Monday, 29 August 2011

Wild Plum Jam

Wild Plums make the most amazing jam.  I picked mine from an abandoned orchard behind the Wheatsheaf Pub in  Leybourne/West Malling  (ME19 5AT).  It's worth a visit as there are loads of apple and plum trees with the fruit just going to waste.  I think these are Mirabelles - though some pictures show Mirabelles as Yellow.  Whatever they are, they're delicious - and they make great Wild Plum Gin too!

Wash and weigh the fruit, removing any stalks, leaves or bruised fruit.  I leave the stones in and remove them during the cooking process - but you could take them out before if you like.

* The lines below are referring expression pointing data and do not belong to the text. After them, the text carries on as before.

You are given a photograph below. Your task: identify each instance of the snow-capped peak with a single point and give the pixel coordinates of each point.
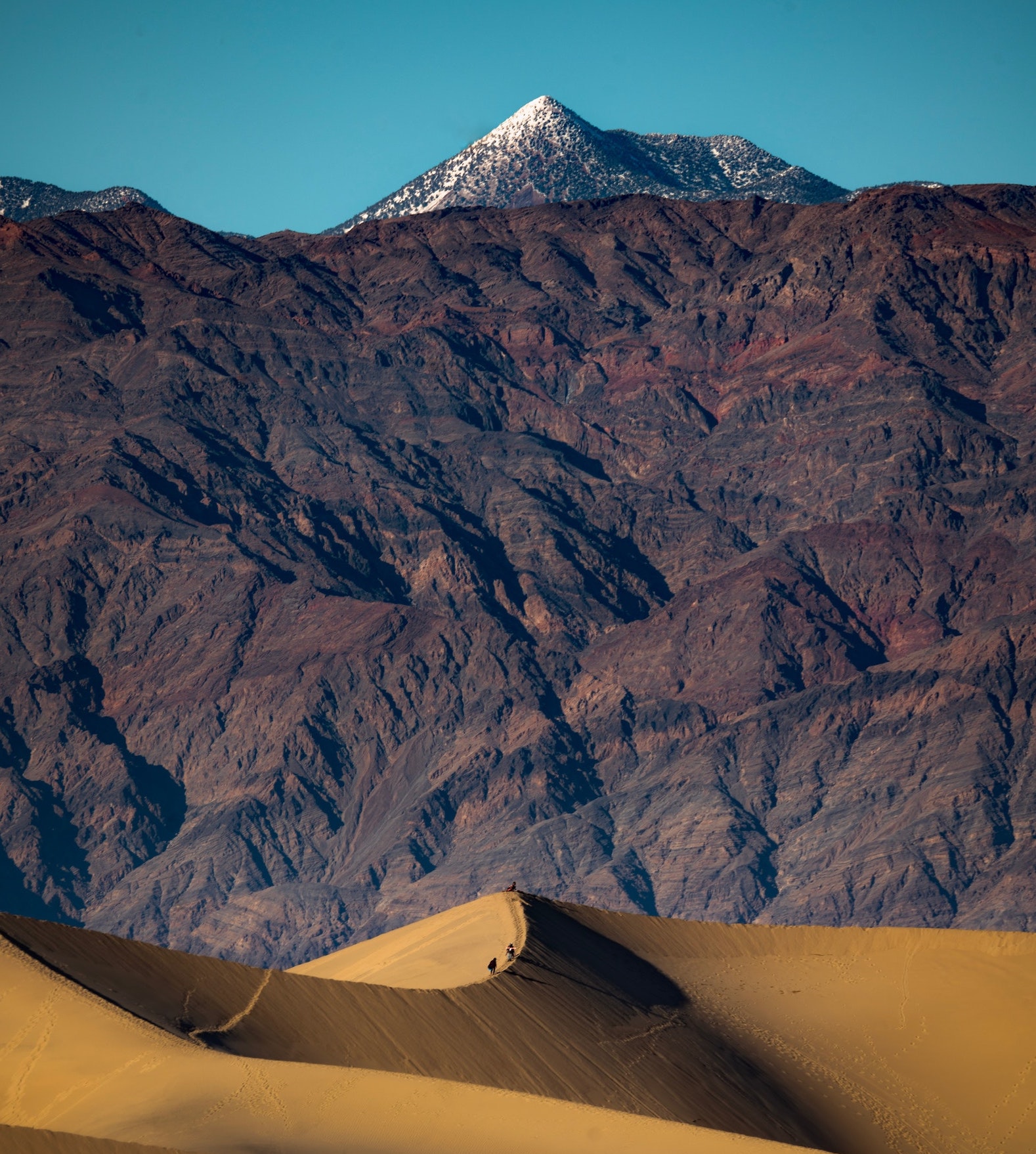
(547, 152)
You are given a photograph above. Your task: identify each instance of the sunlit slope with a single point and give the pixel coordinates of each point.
(574, 1018)
(446, 950)
(74, 1064)
(891, 1040)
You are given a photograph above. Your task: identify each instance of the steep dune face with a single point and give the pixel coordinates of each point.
(574, 1017)
(672, 556)
(886, 1041)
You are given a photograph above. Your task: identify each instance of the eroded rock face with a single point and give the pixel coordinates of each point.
(670, 556)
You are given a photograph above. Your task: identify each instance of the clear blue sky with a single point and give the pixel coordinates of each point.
(265, 116)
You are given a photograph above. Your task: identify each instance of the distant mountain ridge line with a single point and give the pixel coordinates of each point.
(32, 200)
(547, 152)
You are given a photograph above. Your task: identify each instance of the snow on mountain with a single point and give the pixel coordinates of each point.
(28, 200)
(547, 152)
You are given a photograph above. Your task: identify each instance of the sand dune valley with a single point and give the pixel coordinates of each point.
(608, 1033)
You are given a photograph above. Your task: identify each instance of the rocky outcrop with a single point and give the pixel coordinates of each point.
(670, 556)
(29, 200)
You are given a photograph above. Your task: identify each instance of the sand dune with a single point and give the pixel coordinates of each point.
(608, 1033)
(28, 1140)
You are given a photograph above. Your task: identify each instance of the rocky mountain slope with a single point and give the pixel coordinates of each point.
(676, 558)
(28, 200)
(547, 152)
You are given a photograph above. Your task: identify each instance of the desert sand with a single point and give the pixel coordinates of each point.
(608, 1033)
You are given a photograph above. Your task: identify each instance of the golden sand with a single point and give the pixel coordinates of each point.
(608, 1033)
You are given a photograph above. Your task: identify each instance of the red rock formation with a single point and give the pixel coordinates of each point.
(670, 556)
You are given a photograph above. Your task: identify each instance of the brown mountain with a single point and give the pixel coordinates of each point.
(670, 556)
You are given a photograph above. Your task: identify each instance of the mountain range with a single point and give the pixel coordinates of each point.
(547, 152)
(29, 200)
(544, 152)
(670, 556)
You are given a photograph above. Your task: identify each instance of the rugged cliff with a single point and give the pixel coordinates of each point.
(670, 556)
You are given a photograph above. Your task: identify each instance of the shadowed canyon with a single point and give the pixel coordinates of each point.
(670, 556)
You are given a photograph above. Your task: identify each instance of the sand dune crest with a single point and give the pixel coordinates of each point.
(680, 1035)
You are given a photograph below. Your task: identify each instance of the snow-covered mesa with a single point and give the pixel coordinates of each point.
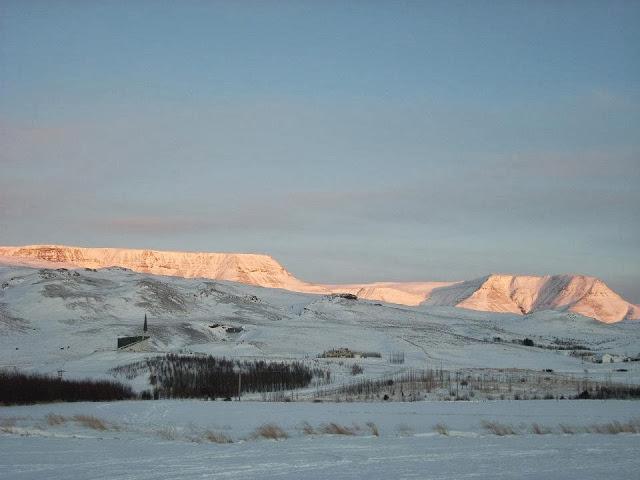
(518, 294)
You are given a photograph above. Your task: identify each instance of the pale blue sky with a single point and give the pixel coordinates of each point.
(353, 141)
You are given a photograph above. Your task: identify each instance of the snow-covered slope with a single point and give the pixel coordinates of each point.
(250, 269)
(521, 294)
(403, 293)
(495, 293)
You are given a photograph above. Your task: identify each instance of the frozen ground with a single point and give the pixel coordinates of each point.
(165, 440)
(69, 320)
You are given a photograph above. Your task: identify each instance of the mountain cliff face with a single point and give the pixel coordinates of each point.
(519, 294)
(250, 269)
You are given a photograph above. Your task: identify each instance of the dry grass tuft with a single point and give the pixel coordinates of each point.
(167, 433)
(307, 429)
(7, 425)
(405, 430)
(54, 420)
(90, 421)
(374, 429)
(540, 429)
(497, 428)
(216, 437)
(568, 429)
(336, 429)
(613, 428)
(441, 428)
(270, 431)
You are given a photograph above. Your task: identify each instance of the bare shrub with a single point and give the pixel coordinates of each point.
(336, 429)
(307, 429)
(216, 437)
(54, 420)
(441, 428)
(22, 388)
(271, 431)
(497, 428)
(540, 429)
(89, 421)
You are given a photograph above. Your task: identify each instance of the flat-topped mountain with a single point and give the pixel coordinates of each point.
(519, 294)
(251, 269)
(588, 296)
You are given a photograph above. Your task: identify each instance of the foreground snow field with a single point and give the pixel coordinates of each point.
(167, 440)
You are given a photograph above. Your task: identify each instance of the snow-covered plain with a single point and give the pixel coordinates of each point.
(57, 319)
(167, 440)
(69, 320)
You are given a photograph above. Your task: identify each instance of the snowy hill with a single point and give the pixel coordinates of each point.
(53, 319)
(587, 296)
(495, 293)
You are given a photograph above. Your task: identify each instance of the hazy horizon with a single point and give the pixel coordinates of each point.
(353, 142)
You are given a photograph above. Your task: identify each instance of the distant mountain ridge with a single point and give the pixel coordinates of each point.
(519, 294)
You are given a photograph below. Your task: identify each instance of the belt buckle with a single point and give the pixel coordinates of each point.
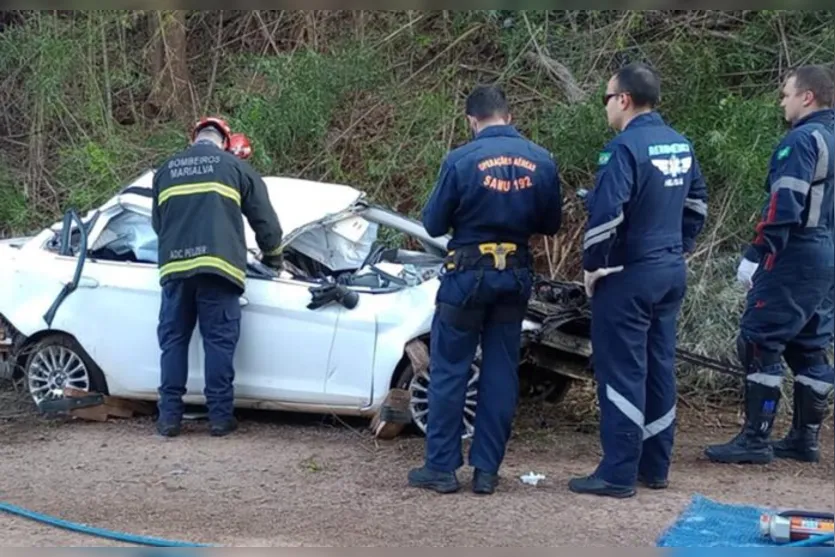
(499, 252)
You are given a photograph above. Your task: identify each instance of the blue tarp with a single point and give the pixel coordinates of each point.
(707, 523)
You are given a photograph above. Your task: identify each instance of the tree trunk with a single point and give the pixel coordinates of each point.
(171, 94)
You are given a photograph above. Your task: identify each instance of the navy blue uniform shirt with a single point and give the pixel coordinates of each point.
(800, 184)
(649, 197)
(499, 187)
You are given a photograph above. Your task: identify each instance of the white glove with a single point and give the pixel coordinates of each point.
(589, 278)
(745, 272)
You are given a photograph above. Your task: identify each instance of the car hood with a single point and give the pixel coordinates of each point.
(299, 204)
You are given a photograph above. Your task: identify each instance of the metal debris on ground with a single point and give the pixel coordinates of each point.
(94, 406)
(532, 479)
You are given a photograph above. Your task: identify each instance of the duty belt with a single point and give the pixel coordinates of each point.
(492, 255)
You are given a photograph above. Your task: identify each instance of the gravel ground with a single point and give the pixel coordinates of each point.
(287, 480)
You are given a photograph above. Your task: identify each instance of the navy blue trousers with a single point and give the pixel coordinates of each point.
(633, 332)
(789, 313)
(452, 351)
(214, 302)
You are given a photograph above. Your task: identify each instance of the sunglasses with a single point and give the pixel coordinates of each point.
(608, 97)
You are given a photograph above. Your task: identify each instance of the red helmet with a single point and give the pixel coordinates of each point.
(218, 123)
(240, 146)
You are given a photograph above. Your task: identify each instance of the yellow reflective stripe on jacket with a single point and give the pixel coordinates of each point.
(203, 261)
(203, 187)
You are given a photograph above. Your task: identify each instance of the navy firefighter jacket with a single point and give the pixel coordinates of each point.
(499, 187)
(800, 210)
(649, 197)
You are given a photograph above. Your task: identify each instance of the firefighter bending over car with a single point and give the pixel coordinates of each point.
(648, 206)
(199, 195)
(494, 192)
(789, 269)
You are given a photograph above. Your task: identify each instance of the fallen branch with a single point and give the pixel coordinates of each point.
(559, 73)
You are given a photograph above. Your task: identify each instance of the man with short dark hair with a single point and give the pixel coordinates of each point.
(201, 195)
(647, 208)
(789, 269)
(494, 192)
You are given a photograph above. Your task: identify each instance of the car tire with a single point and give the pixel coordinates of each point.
(62, 350)
(418, 391)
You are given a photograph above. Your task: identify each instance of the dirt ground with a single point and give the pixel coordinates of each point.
(289, 480)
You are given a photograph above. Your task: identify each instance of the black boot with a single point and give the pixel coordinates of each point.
(801, 443)
(751, 446)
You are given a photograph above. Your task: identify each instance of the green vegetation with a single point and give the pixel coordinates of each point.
(374, 99)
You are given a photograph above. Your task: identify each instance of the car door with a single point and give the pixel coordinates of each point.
(283, 351)
(114, 312)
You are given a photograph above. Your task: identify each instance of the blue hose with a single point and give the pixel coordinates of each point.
(93, 531)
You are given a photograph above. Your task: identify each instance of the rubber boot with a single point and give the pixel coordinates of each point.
(751, 446)
(801, 443)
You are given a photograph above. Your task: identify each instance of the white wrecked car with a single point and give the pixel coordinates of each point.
(79, 308)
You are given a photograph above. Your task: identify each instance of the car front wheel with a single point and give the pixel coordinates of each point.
(56, 362)
(418, 387)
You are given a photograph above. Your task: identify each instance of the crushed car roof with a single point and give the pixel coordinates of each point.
(297, 202)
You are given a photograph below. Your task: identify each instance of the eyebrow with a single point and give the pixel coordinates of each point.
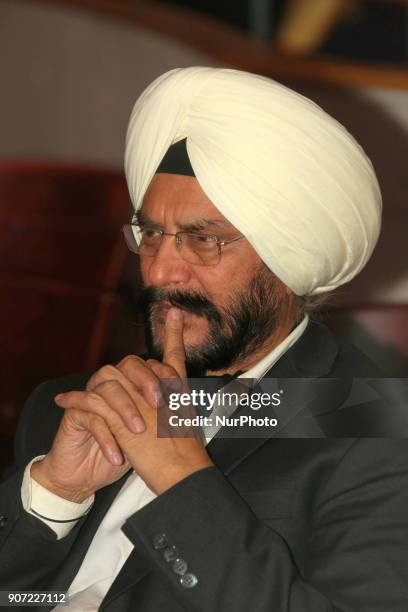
(196, 225)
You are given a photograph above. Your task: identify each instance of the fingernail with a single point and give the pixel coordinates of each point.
(138, 425)
(159, 401)
(175, 314)
(116, 459)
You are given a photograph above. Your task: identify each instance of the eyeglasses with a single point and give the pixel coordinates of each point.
(195, 248)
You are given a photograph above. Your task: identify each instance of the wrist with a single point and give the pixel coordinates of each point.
(174, 475)
(41, 474)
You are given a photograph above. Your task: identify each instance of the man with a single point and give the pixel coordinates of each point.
(250, 201)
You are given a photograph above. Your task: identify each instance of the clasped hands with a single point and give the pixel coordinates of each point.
(112, 427)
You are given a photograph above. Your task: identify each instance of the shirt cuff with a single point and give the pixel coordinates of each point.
(38, 498)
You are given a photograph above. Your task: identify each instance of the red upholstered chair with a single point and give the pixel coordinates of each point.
(61, 257)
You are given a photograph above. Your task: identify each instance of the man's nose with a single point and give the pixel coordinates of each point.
(167, 267)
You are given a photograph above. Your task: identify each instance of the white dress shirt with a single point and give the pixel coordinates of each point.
(110, 547)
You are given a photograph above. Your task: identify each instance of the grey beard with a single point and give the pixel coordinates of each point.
(233, 334)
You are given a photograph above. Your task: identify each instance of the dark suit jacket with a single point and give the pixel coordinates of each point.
(279, 525)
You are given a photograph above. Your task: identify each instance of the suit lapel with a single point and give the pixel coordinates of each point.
(226, 453)
(103, 501)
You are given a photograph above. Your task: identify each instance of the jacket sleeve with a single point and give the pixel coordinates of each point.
(355, 559)
(29, 549)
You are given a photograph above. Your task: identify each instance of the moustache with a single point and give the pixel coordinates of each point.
(192, 302)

This picture shows 4lb plums.  Add about 1 pint water and bring to the boil, simmering slowly until the fruit is soft but not mushy.  As the plums get warm and slightly softer I remove the stones at this point - just with my bare hands, squashing the fruit and taking out the stone - but you could do it later if you like.  It's a pain in the neck but also therapeutic at the same time!

Once the fruit is soft add 1lb of granulated sugar for every 1lb of fruit (so I used 4lb sugar) and heat slowly to dissolve the sugar.  If you boil it before the sugar disolves it will crystalise.  My Granny used to heat up bags of sugar in the oven to avoid this happening but I just leave it on a very gentle heat, stiring from time to time, until all the sugar has dissolved.

Then, bring it to the boil and heat rapidly (it should be furiously bubbling) for about 10 mins or until setting point is reached (104c).  I have tried various methods to determine this, including a jam thermometer, but the best one is my Mum's trick of holding the wooden spoon up high above the jam.  If the juice just runs off it's not ready yet, but if it forms a slow drop that looks sryupy then it's done.  Very technical!  I think slightly runny jam is better than a solid brick so don't boil it too long.

Pour into sterilised jars, seal and label.  Perfect!